Whitespace Analysis of Complexity

Back in Check Your Assumptions with Complexity, we identified the Configuration.java class in Hibernate as a potential hotspot. Its name indicates a plain configuration file, but its large size warns it is something more. A complexity measure gives you more clues.

Calculating indentation is trivial: just read a file line by line and count the number of leading spaces and tabs. Let’s use the Python script complexity_analysis.py in the scripts folder of the code you downloaded from the Code Maat distribution page.[21]

The complexity_analysis.py script calculates logical indentation. Four spaces or one tab counts as one logical indentation. Empty and blank lines are ignored.

Open a command prompt in the Hibernate root directory and fire off the following command. Just remember to provide the real path to your own scripts directory:

 
prompt>​ python scripts/complexity_analysis.py \
 
hibernate-core/src/main/java/org/hibernate/cfg/Configuration.java
 
n,total,mean,sd,max
 
3335,8072,2.42,1.63,14

Like an X-ray, these statistics give us a peek into a module to reveal its inner workings. The total column is the accumulated complexity. It’s useful to compare different revisions or modules against each other. (We’ll build on that soon.) The rest of the statistics tell us how that complexity is distributed:

  • The mean column tells us that there’s plenty of complexity, on average 2.42 logical indentations. It’s high but not too bad.

  • The standard deviation sd specifies the variance of the complexity within the module. A low number like we got indicates that most lines have a complexity close to the mean. Again, not too bad.

  • But the max complexity show signs of trouble. A maximum logical indentation level of 14 is high.

A large maximum indentation value means there is a lot of indenting, which essentially means nested conditions. We can expect islands of complexity. It looks as if we’ve found application logic hidden inside a configuration file.

Analyze Code Fragments

images/aside-icons/tip.png

Another promising application is to analyze differences between code revisions. An indentation measure doesn’t require a valid program—it works just fine on partial programs, too. That means we can analyze the complexity delta in each changed line of code. If we do that for each revision in our analysis period, we can detect trends in the modifications we make. This usage is a way to measure modification effort. A low effort is the essence of good design.

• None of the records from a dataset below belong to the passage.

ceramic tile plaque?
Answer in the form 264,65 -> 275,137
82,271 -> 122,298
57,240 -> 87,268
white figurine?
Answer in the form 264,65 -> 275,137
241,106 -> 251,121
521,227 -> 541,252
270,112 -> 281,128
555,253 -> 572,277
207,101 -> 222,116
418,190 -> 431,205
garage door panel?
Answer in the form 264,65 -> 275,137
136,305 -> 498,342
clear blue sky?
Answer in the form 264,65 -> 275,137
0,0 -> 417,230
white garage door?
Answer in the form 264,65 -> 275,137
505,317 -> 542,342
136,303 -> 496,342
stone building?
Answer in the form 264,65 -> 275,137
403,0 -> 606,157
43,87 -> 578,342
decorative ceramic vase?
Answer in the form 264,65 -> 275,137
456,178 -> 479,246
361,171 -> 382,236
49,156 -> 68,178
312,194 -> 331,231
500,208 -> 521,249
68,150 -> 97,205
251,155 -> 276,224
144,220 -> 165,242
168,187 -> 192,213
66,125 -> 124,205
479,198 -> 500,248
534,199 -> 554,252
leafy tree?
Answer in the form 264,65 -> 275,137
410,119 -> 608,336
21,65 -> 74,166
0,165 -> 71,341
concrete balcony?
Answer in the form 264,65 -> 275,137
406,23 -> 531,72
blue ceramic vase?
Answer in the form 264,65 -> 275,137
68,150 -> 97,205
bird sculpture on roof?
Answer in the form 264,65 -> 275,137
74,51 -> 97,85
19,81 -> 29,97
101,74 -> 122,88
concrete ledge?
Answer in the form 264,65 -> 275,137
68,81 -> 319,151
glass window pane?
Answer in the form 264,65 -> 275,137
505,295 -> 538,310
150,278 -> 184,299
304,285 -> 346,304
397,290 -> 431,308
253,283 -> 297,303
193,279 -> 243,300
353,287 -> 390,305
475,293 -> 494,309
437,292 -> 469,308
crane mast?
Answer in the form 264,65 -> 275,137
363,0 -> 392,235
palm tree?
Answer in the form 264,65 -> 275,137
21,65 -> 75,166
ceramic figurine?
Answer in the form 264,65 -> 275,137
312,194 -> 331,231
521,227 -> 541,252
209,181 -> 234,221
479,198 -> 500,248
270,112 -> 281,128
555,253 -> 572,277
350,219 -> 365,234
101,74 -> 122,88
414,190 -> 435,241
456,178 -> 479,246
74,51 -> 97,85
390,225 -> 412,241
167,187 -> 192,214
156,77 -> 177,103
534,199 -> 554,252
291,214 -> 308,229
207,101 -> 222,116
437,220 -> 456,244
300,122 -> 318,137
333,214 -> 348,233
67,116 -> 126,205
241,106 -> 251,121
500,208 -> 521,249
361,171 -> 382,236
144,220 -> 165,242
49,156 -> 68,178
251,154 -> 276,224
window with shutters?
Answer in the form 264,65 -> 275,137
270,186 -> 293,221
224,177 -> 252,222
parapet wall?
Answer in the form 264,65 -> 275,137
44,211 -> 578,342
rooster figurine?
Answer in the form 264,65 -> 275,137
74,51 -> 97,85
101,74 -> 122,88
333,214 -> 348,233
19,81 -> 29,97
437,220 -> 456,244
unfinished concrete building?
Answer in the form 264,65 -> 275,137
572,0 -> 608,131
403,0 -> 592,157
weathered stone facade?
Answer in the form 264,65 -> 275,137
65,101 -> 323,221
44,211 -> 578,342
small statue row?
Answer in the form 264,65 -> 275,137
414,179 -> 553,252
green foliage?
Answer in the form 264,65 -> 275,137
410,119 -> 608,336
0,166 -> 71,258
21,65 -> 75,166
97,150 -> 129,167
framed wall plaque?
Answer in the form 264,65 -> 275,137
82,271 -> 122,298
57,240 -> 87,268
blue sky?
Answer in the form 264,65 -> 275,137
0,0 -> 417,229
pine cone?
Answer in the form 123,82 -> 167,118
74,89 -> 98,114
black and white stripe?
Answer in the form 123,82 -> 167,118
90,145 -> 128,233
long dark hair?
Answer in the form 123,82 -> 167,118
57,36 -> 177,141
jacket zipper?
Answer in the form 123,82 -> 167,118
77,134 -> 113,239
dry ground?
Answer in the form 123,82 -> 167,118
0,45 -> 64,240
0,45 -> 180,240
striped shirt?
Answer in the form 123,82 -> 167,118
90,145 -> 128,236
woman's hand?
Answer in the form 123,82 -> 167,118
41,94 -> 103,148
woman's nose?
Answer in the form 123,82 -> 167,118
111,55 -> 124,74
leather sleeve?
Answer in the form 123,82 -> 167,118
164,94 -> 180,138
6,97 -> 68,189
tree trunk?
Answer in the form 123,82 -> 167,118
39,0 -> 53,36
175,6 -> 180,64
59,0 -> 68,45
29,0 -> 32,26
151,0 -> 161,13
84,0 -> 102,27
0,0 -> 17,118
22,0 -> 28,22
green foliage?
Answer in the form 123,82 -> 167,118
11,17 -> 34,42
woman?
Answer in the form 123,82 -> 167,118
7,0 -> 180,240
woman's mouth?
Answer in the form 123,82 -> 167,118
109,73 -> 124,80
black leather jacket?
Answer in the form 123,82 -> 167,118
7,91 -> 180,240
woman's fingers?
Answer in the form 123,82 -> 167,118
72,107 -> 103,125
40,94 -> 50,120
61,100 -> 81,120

When you find excess complexity, you have a clear candiate for refactoring. Before you begin refactoring, you may want to check out the module’s complexity trend. Let’s apply our whitespace analysis to historical data and track trends in the hotspot.

Joe asks:
Joe asks:
With the Power of Shapes, Wouldn’t Visual Programming Languages Give Us an Edge?

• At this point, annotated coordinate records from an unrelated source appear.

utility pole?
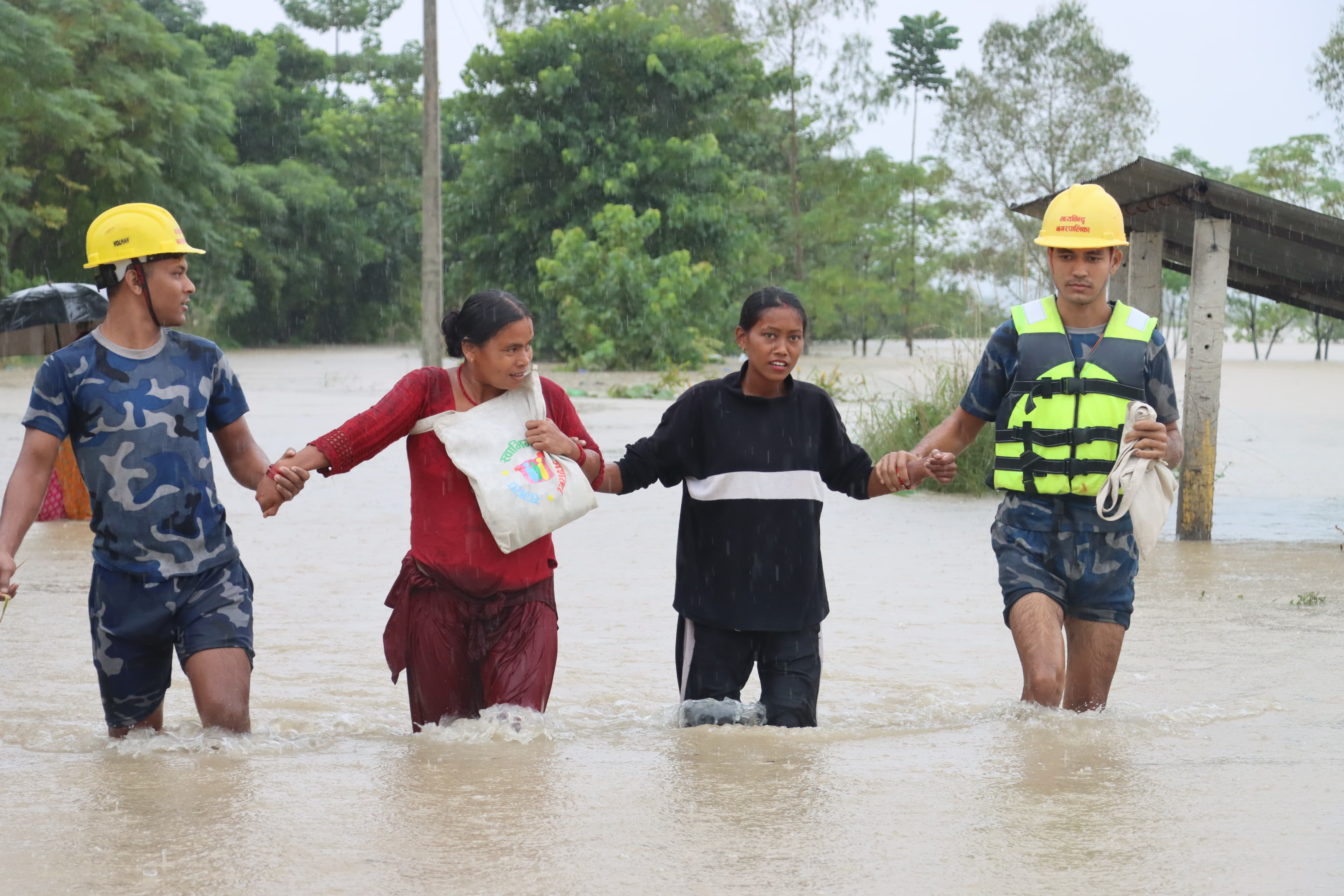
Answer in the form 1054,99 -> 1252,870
1176,217 -> 1232,541
421,0 -> 443,367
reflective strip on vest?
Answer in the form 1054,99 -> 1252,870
992,295 -> 1157,496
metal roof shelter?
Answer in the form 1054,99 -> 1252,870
1012,157 -> 1344,540
1013,157 -> 1344,318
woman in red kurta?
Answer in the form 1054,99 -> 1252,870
269,290 -> 602,731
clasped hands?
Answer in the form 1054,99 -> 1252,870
257,449 -> 312,517
875,449 -> 957,492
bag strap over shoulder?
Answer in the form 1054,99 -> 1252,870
406,411 -> 457,435
406,364 -> 546,435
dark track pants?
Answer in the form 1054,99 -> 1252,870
676,617 -> 821,728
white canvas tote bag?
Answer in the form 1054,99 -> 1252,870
1097,402 -> 1176,560
409,365 -> 597,553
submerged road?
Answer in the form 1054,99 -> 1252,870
0,348 -> 1344,893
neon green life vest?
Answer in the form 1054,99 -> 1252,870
992,295 -> 1157,496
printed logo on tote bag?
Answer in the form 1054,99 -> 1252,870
500,439 -> 566,504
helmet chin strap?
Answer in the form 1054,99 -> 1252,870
131,258 -> 163,329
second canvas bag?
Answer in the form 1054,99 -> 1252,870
410,367 -> 597,553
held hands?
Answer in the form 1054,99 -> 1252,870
524,419 -> 579,461
1125,421 -> 1167,461
257,449 -> 312,517
0,551 -> 19,601
876,450 -> 957,492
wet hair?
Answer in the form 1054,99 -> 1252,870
738,286 -> 808,334
93,253 -> 187,298
440,289 -> 532,357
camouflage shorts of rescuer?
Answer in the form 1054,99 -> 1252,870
989,493 -> 1139,629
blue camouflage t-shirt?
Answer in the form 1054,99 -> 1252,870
961,302 -> 1180,532
23,329 -> 247,582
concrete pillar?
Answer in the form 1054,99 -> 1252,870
1129,230 -> 1162,320
1176,217 -> 1232,541
1106,238 -> 1129,305
421,0 -> 443,367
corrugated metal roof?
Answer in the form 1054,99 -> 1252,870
1012,157 -> 1344,318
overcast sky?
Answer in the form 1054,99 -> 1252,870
205,0 -> 1340,166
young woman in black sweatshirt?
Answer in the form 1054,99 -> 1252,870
601,286 -> 950,727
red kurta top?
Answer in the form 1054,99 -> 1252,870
311,367 -> 601,599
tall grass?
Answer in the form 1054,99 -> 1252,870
855,356 -> 994,494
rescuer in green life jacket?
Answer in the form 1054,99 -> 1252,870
902,184 -> 1183,712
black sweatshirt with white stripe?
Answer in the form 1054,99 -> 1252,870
618,365 -> 872,631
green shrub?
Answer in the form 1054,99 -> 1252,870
855,359 -> 994,494
1289,591 -> 1325,607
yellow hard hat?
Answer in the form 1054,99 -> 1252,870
85,203 -> 205,267
1036,184 -> 1129,248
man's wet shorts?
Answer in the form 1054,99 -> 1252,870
989,492 -> 1139,629
89,559 -> 253,728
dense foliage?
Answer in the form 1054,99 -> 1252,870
0,0 -> 1344,368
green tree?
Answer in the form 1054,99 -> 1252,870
280,0 -> 402,56
443,5 -> 776,351
887,11 -> 961,355
1232,134 -> 1344,216
750,0 -> 875,279
800,149 -> 969,355
1227,292 -> 1307,360
1300,312 -> 1344,361
536,205 -> 722,370
940,1 -> 1153,301
0,0 -> 244,297
1310,7 -> 1344,138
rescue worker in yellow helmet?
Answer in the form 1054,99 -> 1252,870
887,184 -> 1181,712
0,203 -> 308,738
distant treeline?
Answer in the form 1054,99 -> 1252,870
0,0 -> 1344,367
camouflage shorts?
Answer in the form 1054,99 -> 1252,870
89,559 -> 253,728
989,520 -> 1139,629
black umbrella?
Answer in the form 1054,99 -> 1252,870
0,283 -> 107,355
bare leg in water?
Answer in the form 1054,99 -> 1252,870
107,648 -> 251,738
1008,591 -> 1125,712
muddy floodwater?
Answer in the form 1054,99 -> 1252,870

Since the dawn of computing, our industry has tried to simplify programming. Visual programming is one such approach. Instead of typing cryptic commands in text, what if we could just draw some shapes, press a button, and have the computer generate the program? Wouldn’t that simplify programming? Indeed it would. But not in the way the idea is sold, nor in a way that matters.

Visual programming might make small tasks easier, but it breaks down quickly for larger problems. (The Influence of the Psychology of Programming on a Language Design [PM00] has a good overview of the research.) The thing is, it’s the larger problems that would benefit from simplifying the process—small tasks generally aren’t that complex. This is a strong argument against visual programming languages. It also explains why demonstrations of visual programming tools look so convincing—demo programs are small by nature.

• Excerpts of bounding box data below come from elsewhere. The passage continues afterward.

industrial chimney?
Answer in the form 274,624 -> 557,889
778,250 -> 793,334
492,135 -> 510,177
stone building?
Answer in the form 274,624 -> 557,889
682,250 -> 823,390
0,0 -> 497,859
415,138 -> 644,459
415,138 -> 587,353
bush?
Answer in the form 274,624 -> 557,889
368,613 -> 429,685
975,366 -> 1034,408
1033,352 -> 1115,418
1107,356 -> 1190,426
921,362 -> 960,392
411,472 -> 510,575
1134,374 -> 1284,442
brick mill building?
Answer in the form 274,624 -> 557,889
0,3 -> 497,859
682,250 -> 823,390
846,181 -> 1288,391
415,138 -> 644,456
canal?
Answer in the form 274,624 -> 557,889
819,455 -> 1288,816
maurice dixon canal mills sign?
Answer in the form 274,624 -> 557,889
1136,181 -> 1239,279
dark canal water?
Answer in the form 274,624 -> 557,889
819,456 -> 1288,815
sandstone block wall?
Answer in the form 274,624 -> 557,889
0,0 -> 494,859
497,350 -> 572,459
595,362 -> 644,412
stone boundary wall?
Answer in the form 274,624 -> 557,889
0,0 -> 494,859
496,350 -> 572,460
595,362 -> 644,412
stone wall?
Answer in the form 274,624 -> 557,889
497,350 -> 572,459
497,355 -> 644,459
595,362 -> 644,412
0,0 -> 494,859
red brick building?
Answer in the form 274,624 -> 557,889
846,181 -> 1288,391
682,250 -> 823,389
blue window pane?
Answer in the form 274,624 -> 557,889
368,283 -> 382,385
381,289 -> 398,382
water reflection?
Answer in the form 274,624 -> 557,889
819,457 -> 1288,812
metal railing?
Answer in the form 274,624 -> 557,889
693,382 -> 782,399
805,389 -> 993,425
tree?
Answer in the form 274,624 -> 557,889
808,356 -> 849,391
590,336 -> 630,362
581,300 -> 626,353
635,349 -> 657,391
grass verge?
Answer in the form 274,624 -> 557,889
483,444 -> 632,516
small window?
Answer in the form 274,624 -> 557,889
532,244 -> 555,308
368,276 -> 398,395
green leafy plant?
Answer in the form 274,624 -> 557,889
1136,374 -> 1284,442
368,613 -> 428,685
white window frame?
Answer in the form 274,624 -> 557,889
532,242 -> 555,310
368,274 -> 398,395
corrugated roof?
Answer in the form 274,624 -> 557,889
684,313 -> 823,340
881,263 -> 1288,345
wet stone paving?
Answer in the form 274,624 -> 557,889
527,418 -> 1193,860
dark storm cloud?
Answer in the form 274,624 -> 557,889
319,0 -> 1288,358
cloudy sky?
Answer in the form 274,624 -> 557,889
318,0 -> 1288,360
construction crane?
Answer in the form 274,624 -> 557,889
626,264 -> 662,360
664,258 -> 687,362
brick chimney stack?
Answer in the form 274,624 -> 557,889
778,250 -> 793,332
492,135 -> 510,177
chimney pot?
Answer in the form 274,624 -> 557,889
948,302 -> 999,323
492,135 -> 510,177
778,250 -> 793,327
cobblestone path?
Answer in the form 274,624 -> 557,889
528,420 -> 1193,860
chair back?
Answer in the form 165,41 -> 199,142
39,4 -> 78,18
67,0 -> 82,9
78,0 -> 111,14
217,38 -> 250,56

Expressions also don’t scale very well. A visual symbol represents one thing. We can assign more meanings to it by having the symbol depend on context. (Natural languages have tried this—hieroglyphs show the limitations of the system.) Contrast this with text where you’re free to express virtually any concept.

images/Chp4_VisualSDL.png

I became painfully aware of the limitations of visual programming when I rewrote in C++ a system created in the graphical Specification and Description Language (SDL). What took four screens of SDL was transformed into just a few lines of high-level C++.